So I was playing Scrabble with Moms yesterday…

…and the game had gotten kinda tight.  I needed that win after the epic beatdown she laid upon me in the first game.  Next thing I know, she plays “coolie.”  I’d never heard that one.  I was hoping she was asleep at the wheel and trying to play “collie” so I could pop up with the most fun sort of challenge–the one you don’t even have to go to the book to check.
So I asked her what that was, and she said it was “a Chinese person that worked on the railroads.”  Maybe I got something wrong with me, but that sounds like a slur.  I wasn’t going to get righteously indignant with her about that–well, not really, but definitely playfully–but I sure thought slurs were banned from Scrabble a few years ago.  And, to think, they did that before I ever got the chance to play “kraut-mick” and use it in the sentence “well, my kraut-mick friend…”
So we check the dictionary, and “coolie” was there.  And how was it defined?
“Oriental laborer.”
So not only are slurs cool in Scrabble now, they’re defined by what amount to slurs.  Funny stuff, if you ask me.

10 thoughts on “So I was playing Scrabble with Moms yesterday…”

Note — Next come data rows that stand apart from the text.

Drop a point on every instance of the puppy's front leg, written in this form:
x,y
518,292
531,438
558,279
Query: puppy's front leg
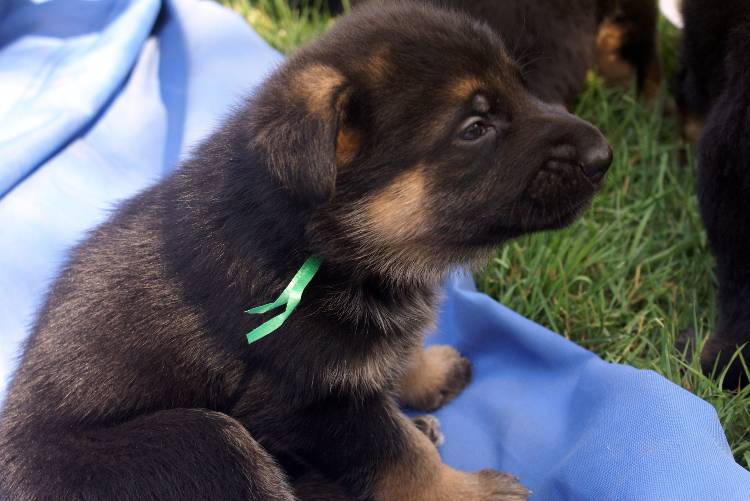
x,y
376,452
435,376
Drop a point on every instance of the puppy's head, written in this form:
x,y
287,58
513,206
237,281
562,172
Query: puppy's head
x,y
410,135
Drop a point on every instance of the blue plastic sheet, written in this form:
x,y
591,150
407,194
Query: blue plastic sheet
x,y
100,98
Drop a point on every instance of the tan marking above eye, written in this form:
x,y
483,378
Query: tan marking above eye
x,y
481,104
463,88
316,84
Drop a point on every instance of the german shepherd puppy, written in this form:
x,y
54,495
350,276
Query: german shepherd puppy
x,y
713,89
557,42
400,144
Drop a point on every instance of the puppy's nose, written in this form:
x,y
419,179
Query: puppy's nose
x,y
596,159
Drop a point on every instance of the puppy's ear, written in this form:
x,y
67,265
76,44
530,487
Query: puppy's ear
x,y
300,129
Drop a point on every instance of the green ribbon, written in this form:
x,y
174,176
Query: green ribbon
x,y
290,297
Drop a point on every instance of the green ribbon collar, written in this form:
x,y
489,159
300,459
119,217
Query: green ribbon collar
x,y
290,297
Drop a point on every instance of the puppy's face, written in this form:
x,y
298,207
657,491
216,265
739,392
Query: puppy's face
x,y
428,149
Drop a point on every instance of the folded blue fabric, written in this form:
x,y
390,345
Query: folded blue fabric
x,y
107,95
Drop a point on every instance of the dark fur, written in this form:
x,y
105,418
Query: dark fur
x,y
714,85
558,41
137,382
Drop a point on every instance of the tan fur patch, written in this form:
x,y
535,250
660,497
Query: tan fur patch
x,y
613,68
347,146
316,84
398,213
652,81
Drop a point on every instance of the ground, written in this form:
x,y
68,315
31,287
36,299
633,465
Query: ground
x,y
636,270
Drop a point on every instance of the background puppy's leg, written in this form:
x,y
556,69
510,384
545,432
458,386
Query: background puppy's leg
x,y
436,375
376,452
627,44
723,187
175,454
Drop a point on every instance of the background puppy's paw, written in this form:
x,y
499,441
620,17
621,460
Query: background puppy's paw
x,y
440,374
430,426
502,486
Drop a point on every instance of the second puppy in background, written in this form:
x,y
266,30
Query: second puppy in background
x,y
558,41
713,94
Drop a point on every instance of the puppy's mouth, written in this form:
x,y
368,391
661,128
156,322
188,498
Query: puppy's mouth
x,y
560,180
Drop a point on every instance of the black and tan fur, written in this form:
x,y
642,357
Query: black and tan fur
x,y
557,42
400,144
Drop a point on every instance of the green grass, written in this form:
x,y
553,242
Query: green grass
x,y
635,271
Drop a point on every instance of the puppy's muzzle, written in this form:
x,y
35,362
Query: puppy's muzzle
x,y
574,157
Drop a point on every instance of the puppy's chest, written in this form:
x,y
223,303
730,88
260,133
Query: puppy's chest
x,y
377,345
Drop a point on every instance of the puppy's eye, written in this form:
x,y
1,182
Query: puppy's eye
x,y
474,131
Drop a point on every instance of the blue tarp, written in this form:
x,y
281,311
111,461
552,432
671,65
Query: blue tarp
x,y
100,98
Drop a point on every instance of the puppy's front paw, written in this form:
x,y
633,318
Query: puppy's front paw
x,y
438,375
501,486
430,426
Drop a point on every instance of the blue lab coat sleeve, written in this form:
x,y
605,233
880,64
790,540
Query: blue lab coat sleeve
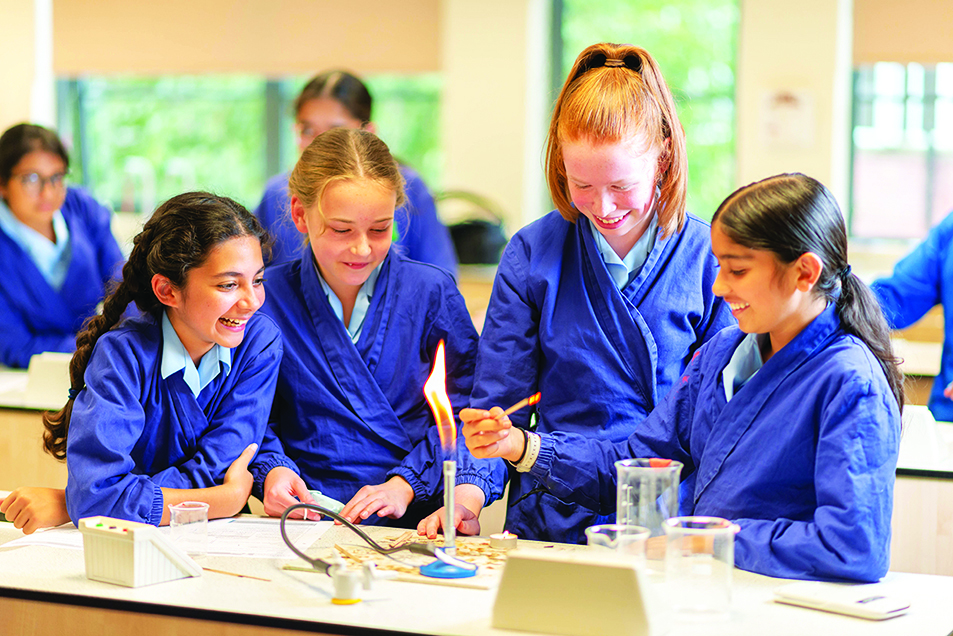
x,y
350,414
422,467
920,281
241,410
133,432
38,318
581,469
848,536
602,358
802,458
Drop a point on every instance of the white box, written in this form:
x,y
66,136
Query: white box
x,y
131,553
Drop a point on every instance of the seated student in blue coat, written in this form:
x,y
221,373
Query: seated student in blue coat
x,y
601,304
920,281
361,324
57,253
788,425
169,406
339,99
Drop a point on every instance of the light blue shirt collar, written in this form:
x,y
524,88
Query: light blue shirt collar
x,y
176,358
52,259
361,303
744,363
623,270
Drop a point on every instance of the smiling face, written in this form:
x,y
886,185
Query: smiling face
x,y
766,296
218,298
350,234
35,208
321,115
613,185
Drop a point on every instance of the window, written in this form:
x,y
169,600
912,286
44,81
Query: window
x,y
694,42
137,141
902,146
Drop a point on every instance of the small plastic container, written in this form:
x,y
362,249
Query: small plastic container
x,y
700,558
189,525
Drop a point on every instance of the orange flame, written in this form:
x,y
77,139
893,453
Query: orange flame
x,y
435,390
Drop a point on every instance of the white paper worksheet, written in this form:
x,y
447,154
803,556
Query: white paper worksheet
x,y
244,537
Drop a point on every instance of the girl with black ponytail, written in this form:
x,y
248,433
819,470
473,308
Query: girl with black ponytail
x,y
788,425
169,406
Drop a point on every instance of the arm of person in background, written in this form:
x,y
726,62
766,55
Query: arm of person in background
x,y
30,508
18,343
98,219
425,237
915,285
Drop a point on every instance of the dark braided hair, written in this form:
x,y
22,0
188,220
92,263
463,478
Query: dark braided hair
x,y
178,238
792,214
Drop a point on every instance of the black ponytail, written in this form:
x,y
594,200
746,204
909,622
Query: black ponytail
x,y
792,214
179,237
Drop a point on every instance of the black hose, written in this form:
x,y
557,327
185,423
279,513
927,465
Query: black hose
x,y
320,564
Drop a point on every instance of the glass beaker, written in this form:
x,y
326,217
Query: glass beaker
x,y
619,541
647,495
700,557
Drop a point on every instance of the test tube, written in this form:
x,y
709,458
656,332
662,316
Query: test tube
x,y
449,529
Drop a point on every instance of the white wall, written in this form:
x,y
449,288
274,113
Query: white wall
x,y
26,47
800,49
495,111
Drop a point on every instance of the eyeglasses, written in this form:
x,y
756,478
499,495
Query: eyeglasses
x,y
34,184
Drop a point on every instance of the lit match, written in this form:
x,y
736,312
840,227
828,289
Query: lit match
x,y
530,401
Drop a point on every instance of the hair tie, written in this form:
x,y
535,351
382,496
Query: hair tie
x,y
631,61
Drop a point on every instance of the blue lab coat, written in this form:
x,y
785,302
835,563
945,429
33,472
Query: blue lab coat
x,y
133,432
601,358
421,235
34,316
347,415
803,457
921,280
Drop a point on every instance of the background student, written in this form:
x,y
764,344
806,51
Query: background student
x,y
791,431
339,99
920,281
170,406
600,304
361,325
57,252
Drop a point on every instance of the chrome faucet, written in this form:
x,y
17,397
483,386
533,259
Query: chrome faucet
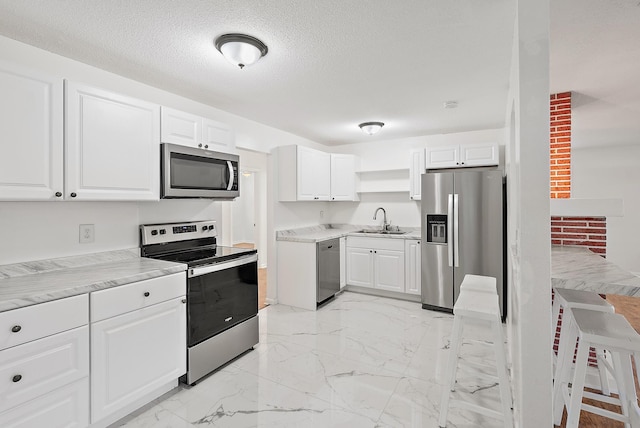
x,y
384,223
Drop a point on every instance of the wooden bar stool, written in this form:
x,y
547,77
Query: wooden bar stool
x,y
601,330
479,283
567,299
475,307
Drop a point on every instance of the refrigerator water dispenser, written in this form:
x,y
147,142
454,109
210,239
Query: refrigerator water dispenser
x,y
437,228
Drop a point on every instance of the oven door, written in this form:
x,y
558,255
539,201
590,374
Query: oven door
x,y
195,173
220,296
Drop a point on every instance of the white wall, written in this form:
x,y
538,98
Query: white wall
x,y
528,228
612,172
394,154
51,228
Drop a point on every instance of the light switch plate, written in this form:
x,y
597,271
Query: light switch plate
x,y
87,233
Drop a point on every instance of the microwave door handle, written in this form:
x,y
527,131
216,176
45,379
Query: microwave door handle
x,y
230,168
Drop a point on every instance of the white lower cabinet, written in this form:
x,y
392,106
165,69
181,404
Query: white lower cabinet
x,y
66,407
412,276
134,354
376,263
44,365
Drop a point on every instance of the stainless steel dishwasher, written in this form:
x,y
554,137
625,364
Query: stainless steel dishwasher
x,y
328,269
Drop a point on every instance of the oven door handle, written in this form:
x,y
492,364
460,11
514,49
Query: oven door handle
x,y
193,272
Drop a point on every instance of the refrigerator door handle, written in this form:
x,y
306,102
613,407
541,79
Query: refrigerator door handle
x,y
450,229
456,234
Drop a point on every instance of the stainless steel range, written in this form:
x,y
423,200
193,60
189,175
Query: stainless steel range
x,y
222,291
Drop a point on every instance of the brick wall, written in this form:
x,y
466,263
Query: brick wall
x,y
590,232
560,145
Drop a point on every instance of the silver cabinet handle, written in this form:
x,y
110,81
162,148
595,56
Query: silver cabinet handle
x,y
456,225
450,229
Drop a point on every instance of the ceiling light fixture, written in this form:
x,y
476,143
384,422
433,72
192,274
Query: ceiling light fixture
x,y
371,127
240,49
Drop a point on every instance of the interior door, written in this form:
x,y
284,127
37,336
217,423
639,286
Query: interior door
x,y
478,232
437,255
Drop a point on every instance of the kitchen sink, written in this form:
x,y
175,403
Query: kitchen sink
x,y
384,232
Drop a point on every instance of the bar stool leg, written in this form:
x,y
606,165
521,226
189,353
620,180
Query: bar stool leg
x,y
450,379
624,374
602,371
503,377
562,373
574,405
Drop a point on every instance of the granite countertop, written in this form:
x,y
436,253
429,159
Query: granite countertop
x,y
30,283
580,269
324,232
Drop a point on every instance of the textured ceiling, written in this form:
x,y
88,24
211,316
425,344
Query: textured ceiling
x,y
335,63
595,53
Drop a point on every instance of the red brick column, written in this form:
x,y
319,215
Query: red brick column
x,y
560,145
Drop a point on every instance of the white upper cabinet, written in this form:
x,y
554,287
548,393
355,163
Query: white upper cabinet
x,y
343,177
479,155
462,156
416,169
112,146
304,174
179,127
31,135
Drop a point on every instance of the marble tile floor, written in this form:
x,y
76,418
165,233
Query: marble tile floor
x,y
359,361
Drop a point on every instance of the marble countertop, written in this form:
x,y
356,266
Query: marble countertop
x,y
581,269
324,232
30,283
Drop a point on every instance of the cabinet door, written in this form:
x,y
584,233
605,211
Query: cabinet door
x,y
66,407
113,148
343,177
27,371
313,174
388,267
360,267
178,127
217,136
416,169
135,353
479,155
442,157
413,267
31,139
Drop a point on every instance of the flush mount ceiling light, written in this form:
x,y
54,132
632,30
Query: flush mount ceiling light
x,y
240,49
371,127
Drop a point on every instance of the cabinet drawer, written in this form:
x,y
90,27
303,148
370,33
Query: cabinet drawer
x,y
66,407
119,300
36,368
34,322
376,243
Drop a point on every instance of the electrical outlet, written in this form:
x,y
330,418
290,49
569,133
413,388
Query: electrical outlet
x,y
87,233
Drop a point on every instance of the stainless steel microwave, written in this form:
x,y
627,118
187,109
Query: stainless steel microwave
x,y
187,172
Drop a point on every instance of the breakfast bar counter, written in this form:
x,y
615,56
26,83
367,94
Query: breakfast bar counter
x,y
580,269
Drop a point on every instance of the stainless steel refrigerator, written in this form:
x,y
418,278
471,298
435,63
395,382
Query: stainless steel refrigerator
x,y
463,231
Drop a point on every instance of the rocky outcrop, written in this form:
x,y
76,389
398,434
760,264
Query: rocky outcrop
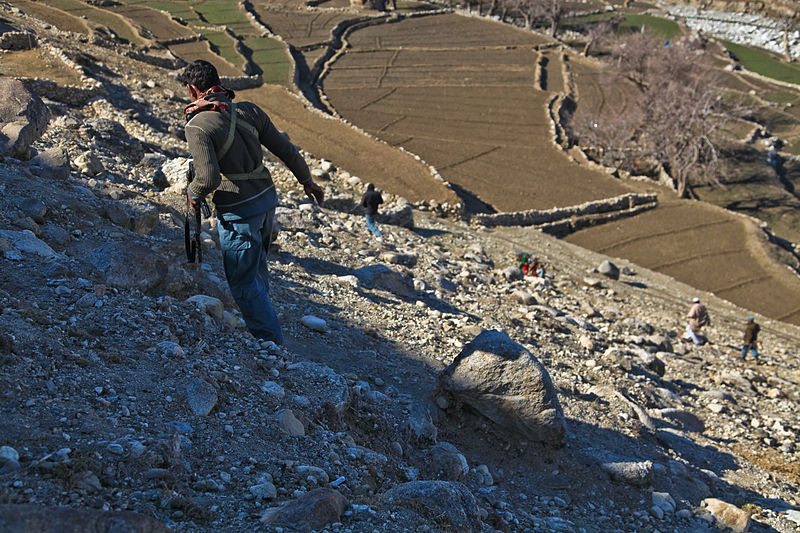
x,y
37,519
23,118
450,504
505,383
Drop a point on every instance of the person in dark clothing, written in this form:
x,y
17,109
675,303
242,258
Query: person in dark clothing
x,y
370,202
750,338
225,139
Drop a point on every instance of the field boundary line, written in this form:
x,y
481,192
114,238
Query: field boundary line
x,y
630,240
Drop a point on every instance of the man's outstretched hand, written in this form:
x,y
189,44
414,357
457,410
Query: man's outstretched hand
x,y
314,192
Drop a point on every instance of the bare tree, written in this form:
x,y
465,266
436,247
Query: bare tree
x,y
550,10
597,33
671,121
789,24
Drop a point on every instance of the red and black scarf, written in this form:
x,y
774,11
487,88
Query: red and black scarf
x,y
201,104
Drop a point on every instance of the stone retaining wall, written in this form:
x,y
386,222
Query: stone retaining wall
x,y
17,40
618,206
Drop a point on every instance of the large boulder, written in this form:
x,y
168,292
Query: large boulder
x,y
448,504
29,518
129,265
312,511
504,382
23,118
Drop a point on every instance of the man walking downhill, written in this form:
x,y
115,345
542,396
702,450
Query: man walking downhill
x,y
370,201
698,319
225,140
750,338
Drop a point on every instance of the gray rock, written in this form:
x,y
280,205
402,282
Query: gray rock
x,y
55,235
311,511
314,323
34,208
420,424
512,273
505,383
325,386
52,163
444,462
133,216
685,419
608,269
26,242
636,473
90,164
384,278
30,518
23,118
727,515
448,504
201,396
289,423
264,491
209,305
129,265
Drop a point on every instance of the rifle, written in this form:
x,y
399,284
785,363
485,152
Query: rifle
x,y
193,243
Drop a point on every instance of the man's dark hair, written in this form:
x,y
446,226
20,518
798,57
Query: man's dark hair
x,y
201,74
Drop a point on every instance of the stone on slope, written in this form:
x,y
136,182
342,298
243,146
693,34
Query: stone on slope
x,y
312,511
608,269
129,265
289,423
51,163
727,515
505,383
201,396
25,242
445,462
23,118
448,504
384,278
209,305
314,323
29,518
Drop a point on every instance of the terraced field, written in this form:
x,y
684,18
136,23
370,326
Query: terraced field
x,y
155,22
706,247
94,16
461,93
52,15
367,158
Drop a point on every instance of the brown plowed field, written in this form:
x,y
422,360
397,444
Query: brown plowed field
x,y
371,160
460,92
300,27
444,87
201,50
706,247
99,17
58,18
159,24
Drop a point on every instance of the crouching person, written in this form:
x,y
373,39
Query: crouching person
x,y
225,139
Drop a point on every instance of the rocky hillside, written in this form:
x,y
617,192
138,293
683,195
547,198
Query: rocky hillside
x,y
424,385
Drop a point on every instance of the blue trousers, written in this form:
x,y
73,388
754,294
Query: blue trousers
x,y
752,348
372,225
245,245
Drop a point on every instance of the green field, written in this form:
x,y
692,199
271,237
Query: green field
x,y
764,63
272,57
664,27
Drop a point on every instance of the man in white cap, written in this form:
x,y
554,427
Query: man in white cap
x,y
698,318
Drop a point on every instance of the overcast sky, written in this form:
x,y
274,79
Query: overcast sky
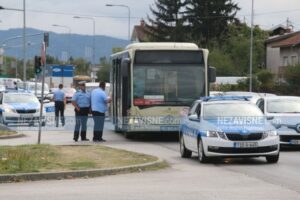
x,y
113,21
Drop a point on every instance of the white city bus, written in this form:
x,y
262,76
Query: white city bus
x,y
151,83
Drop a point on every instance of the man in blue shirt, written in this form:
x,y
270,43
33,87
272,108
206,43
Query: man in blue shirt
x,y
81,101
99,107
59,99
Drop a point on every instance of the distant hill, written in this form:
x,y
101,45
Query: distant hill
x,y
78,45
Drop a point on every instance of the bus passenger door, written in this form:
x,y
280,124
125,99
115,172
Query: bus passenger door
x,y
125,93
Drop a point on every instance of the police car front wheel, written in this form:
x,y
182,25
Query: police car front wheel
x,y
201,153
184,152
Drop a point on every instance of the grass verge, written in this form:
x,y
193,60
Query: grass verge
x,y
47,158
7,132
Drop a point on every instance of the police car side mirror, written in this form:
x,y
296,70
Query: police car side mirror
x,y
194,118
270,117
212,73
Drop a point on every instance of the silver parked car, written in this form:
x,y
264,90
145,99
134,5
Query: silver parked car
x,y
285,111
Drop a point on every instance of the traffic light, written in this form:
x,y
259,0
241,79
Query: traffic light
x,y
37,64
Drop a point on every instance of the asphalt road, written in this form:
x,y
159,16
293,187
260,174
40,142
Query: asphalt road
x,y
187,179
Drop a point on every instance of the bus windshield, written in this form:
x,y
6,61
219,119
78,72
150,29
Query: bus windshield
x,y
167,84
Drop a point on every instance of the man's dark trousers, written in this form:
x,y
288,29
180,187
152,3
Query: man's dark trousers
x,y
59,108
98,118
81,120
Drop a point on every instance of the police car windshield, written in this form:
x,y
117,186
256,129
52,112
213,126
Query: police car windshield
x,y
211,111
19,98
283,106
69,90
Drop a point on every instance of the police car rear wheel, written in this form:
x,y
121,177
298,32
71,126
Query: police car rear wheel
x,y
201,154
184,152
272,159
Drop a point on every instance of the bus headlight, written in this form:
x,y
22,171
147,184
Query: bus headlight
x,y
270,134
9,110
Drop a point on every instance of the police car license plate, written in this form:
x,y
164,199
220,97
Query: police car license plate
x,y
294,141
245,145
169,128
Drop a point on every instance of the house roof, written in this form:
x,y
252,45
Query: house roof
x,y
139,33
279,38
291,41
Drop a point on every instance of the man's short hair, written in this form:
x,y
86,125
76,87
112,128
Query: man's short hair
x,y
102,84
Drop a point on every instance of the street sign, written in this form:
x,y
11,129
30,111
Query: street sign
x,y
43,54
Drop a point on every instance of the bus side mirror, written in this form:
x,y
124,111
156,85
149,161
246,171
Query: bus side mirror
x,y
125,66
212,74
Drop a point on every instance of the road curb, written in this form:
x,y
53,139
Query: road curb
x,y
76,174
12,136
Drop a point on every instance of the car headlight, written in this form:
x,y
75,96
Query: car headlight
x,y
212,134
9,110
270,134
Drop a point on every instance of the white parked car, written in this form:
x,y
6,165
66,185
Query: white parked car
x,y
20,108
285,111
227,127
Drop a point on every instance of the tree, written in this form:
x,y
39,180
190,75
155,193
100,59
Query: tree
x,y
265,78
82,67
292,75
209,19
103,73
223,63
169,22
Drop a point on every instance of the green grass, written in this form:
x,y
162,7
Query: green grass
x,y
7,132
47,158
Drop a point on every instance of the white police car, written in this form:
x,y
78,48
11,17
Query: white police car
x,y
227,126
20,108
285,111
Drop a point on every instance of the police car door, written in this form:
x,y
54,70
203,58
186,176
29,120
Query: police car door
x,y
193,123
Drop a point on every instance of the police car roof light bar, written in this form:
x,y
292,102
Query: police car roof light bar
x,y
224,98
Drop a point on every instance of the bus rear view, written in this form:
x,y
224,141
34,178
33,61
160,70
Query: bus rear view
x,y
153,82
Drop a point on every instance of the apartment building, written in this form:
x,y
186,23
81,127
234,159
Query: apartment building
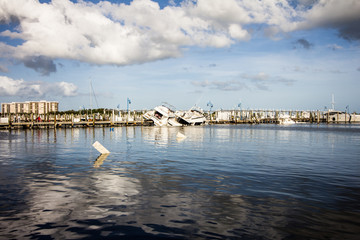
x,y
40,107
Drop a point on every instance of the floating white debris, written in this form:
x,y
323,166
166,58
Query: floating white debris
x,y
100,148
180,136
100,159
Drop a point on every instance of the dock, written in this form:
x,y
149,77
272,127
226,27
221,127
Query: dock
x,y
135,118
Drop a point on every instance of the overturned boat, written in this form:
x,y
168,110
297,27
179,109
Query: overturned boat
x,y
163,115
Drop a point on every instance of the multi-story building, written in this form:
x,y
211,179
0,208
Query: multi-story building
x,y
40,107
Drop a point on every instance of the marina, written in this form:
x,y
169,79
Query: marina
x,y
218,181
163,116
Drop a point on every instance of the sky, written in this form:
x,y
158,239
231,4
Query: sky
x,y
248,54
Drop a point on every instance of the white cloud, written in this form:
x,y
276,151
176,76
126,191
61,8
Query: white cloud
x,y
120,34
13,87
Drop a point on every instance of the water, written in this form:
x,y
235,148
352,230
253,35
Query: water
x,y
221,182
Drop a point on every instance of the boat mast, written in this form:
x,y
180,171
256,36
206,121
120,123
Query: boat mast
x,y
332,102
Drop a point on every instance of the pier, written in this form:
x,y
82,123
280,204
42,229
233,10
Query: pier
x,y
123,118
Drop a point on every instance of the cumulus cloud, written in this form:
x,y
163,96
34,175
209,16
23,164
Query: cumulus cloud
x,y
141,31
41,64
260,81
342,15
13,87
303,43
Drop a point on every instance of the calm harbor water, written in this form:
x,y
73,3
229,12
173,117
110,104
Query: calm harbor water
x,y
221,182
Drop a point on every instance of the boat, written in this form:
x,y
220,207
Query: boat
x,y
286,121
334,116
194,116
162,115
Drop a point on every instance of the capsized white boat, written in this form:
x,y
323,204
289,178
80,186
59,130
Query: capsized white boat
x,y
194,116
162,116
286,121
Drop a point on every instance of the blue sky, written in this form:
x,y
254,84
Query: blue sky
x,y
290,55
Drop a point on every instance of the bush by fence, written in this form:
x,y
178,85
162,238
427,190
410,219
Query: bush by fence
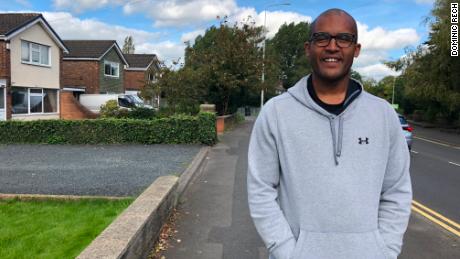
x,y
177,129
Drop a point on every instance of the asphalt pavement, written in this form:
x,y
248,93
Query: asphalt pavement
x,y
214,222
102,170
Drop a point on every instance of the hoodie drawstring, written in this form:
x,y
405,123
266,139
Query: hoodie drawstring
x,y
336,144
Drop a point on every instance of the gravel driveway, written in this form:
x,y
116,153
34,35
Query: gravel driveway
x,y
107,170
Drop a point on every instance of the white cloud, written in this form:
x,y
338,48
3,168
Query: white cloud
x,y
190,36
274,19
70,27
424,1
181,12
79,6
381,39
24,3
375,46
377,71
166,50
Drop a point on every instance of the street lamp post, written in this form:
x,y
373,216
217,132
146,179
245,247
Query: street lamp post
x,y
263,51
393,95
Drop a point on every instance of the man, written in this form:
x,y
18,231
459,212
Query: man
x,y
328,173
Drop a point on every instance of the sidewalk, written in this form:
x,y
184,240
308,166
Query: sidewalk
x,y
214,219
436,134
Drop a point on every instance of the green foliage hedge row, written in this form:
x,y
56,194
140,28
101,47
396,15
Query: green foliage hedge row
x,y
177,129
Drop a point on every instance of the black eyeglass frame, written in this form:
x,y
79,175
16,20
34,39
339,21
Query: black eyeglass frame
x,y
336,37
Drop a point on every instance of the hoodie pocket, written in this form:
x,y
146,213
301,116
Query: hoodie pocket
x,y
339,245
299,244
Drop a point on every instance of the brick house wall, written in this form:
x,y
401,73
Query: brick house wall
x,y
134,80
81,73
5,73
71,109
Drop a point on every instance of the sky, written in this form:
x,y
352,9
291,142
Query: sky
x,y
385,28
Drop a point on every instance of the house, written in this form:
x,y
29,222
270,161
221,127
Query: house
x,y
90,67
93,67
30,67
142,69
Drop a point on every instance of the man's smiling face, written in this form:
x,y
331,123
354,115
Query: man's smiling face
x,y
332,63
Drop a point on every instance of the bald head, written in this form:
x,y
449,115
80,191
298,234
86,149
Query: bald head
x,y
338,12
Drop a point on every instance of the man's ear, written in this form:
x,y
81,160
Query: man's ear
x,y
357,50
307,49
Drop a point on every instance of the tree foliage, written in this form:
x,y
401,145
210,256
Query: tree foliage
x,y
430,75
286,51
228,60
128,45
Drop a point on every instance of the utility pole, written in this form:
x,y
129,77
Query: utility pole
x,y
263,51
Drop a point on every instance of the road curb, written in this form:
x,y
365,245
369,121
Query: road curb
x,y
31,197
134,232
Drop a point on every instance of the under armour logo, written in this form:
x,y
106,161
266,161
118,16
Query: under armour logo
x,y
362,141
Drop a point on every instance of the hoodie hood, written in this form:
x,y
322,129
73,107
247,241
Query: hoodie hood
x,y
300,93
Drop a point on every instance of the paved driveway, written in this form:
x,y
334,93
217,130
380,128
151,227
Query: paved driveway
x,y
107,170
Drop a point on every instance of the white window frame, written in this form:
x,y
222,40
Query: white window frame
x,y
35,95
43,103
112,65
30,61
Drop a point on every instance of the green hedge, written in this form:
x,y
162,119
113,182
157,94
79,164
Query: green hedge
x,y
177,129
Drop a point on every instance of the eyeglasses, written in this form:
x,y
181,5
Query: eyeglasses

  1. “Thanks for opening it up for me to play coon and jiggaboo in my next Scrabble war.”
    “coon” wouldn’t be playable because it’s slang for “raccoon”.
    I love being that guy.

  2. I remember seeing “coolie”
    quite frequently in my junior high reading books, but before this post I thought that it was specifically aimed at Indians.

  3. Old and late with this, but I was playing online Scrabble with The Boyfriend and he played “jew”–and yep, it is in the dictionary, lower-cased, as an “offensive” term for haggling.